Example of Digital Divide
A very obvious example of the digital divide is the stark difference and divides between Africa and the United States. Africa, being burdened by poverty, diseases, armed rebellion and consequences of colonization, has very low access or, in some places, no access to technology and the internet at all. In 2013, only 8.6 percent of the total population of Africa had access to the internet while in the US, 81 percent had access to the internet. This reflects the obvious gap not just in access to technology but also the wide gap in economic and social levels.

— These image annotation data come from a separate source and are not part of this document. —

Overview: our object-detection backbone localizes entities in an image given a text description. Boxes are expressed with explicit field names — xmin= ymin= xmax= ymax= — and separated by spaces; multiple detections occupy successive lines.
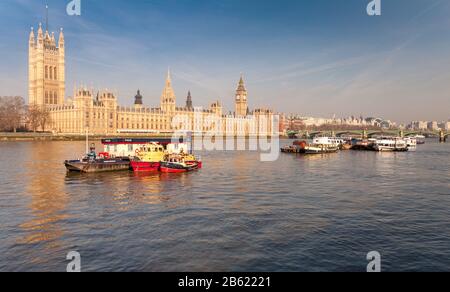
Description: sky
xmin=0 ymin=0 xmax=450 ymax=122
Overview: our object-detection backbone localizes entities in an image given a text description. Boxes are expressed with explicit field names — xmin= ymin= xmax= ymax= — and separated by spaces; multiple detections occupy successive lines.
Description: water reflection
xmin=17 ymin=143 xmax=69 ymax=250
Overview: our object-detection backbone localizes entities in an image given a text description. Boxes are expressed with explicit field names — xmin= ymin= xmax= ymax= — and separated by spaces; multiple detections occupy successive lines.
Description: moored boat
xmin=374 ymin=137 xmax=408 ymax=152
xmin=64 ymin=140 xmax=130 ymax=173
xmin=404 ymin=137 xmax=417 ymax=151
xmin=64 ymin=158 xmax=130 ymax=173
xmin=281 ymin=141 xmax=308 ymax=153
xmin=305 ymin=144 xmax=339 ymax=154
xmin=130 ymin=143 xmax=165 ymax=172
xmin=160 ymin=155 xmax=202 ymax=173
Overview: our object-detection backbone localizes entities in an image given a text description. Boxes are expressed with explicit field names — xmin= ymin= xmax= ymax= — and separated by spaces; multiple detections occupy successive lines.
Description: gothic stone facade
xmin=29 ymin=25 xmax=278 ymax=136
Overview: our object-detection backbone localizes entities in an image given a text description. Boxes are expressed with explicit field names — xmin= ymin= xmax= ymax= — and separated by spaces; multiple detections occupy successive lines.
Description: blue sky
xmin=0 ymin=0 xmax=450 ymax=121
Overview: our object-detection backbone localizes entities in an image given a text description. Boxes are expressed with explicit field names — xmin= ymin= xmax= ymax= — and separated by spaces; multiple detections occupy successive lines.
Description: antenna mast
xmin=45 ymin=5 xmax=48 ymax=31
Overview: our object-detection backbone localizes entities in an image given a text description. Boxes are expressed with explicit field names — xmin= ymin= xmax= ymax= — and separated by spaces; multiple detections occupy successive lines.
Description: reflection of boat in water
xmin=305 ymin=144 xmax=339 ymax=154
xmin=131 ymin=143 xmax=165 ymax=172
xmin=161 ymin=155 xmax=202 ymax=173
xmin=404 ymin=137 xmax=417 ymax=151
xmin=374 ymin=137 xmax=408 ymax=152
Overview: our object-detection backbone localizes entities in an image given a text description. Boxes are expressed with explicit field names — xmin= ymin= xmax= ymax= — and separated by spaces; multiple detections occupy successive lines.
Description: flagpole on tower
xmin=45 ymin=4 xmax=48 ymax=31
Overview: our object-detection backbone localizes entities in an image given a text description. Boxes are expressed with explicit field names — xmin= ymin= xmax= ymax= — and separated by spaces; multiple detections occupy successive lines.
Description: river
xmin=0 ymin=140 xmax=450 ymax=271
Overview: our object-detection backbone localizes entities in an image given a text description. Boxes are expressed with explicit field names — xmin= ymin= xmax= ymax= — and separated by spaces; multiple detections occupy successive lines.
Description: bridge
xmin=287 ymin=129 xmax=450 ymax=142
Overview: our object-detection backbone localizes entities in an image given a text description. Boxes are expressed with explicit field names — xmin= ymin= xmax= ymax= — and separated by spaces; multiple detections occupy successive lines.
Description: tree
xmin=0 ymin=96 xmax=25 ymax=132
xmin=39 ymin=107 xmax=51 ymax=132
xmin=27 ymin=105 xmax=41 ymax=133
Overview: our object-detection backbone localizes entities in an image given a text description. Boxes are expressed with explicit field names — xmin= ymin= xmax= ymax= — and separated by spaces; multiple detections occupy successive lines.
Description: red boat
xmin=130 ymin=161 xmax=161 ymax=172
xmin=160 ymin=157 xmax=202 ymax=173
xmin=130 ymin=143 xmax=165 ymax=172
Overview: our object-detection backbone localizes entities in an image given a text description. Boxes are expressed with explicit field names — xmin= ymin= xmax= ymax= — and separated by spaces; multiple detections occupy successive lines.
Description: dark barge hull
xmin=64 ymin=160 xmax=130 ymax=173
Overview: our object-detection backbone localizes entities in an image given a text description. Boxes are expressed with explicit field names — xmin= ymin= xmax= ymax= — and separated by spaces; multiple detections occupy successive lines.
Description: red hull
xmin=161 ymin=167 xmax=187 ymax=173
xmin=131 ymin=161 xmax=161 ymax=172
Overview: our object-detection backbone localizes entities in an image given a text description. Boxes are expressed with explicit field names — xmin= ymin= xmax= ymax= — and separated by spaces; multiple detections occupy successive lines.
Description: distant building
xmin=28 ymin=25 xmax=278 ymax=136
xmin=427 ymin=121 xmax=439 ymax=131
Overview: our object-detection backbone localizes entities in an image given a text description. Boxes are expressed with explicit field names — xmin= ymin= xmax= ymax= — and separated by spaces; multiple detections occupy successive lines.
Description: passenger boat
xmin=404 ymin=137 xmax=417 ymax=151
xmin=414 ymin=135 xmax=426 ymax=145
xmin=161 ymin=155 xmax=202 ymax=173
xmin=374 ymin=137 xmax=408 ymax=152
xmin=64 ymin=158 xmax=130 ymax=173
xmin=130 ymin=143 xmax=165 ymax=172
xmin=64 ymin=144 xmax=130 ymax=173
xmin=313 ymin=137 xmax=345 ymax=147
xmin=351 ymin=138 xmax=377 ymax=151
xmin=305 ymin=144 xmax=339 ymax=154
xmin=281 ymin=141 xmax=308 ymax=153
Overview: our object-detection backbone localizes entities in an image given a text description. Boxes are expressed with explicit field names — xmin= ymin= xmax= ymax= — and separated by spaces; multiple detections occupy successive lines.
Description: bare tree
xmin=0 ymin=96 xmax=25 ymax=132
xmin=27 ymin=105 xmax=41 ymax=133
xmin=39 ymin=107 xmax=51 ymax=132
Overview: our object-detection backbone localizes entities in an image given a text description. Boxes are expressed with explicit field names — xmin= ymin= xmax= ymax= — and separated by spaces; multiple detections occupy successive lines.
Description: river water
xmin=0 ymin=140 xmax=450 ymax=271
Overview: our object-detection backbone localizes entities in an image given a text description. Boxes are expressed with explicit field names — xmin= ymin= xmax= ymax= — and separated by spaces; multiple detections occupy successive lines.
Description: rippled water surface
xmin=0 ymin=141 xmax=450 ymax=271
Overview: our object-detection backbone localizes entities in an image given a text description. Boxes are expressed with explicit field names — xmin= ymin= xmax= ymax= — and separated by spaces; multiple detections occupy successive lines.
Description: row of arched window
xmin=45 ymin=91 xmax=58 ymax=104
xmin=45 ymin=66 xmax=58 ymax=80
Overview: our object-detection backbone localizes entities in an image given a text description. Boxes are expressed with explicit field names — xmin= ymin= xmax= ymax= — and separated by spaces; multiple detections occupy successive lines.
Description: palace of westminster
xmin=28 ymin=24 xmax=278 ymax=136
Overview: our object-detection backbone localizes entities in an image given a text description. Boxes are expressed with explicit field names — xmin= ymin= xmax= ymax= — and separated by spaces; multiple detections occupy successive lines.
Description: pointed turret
xmin=186 ymin=90 xmax=193 ymax=110
xmin=236 ymin=74 xmax=249 ymax=116
xmin=161 ymin=69 xmax=176 ymax=112
xmin=134 ymin=89 xmax=143 ymax=105
xmin=50 ymin=32 xmax=56 ymax=46
xmin=38 ymin=23 xmax=44 ymax=40
xmin=29 ymin=27 xmax=35 ymax=45
xmin=58 ymin=28 xmax=64 ymax=48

Criticisms of the digital gap theory focus on the determinant factors. Scholars claim that since gaps like that of race, gender, age and income have reduced, there is a slow shift in paradigm from the digital divide to a knowledge divide. More people now have access to technology. The obstacle that they face now is how to utilize, interpret and use knowledge and information. Scholars also claim that a ‘second level digital divide’ is on the rise. This second generation of digital divide, also known as production gap, deals with the gap between the producers and consumers of content. The focus is shifting towards how people use the internet to create content and how this affects user behaviour.
For example, various blogs are available for the consumption of users. However, these are made by a very small portion of the internet users. Social networking sites like Facebook and Twitter allow people to use the internet without really going into the nitty-gritty of the internet and technology and how they work. Socioeconomic factors also play a vital role. People of lower social and economic status are less likely to use technology and the internet.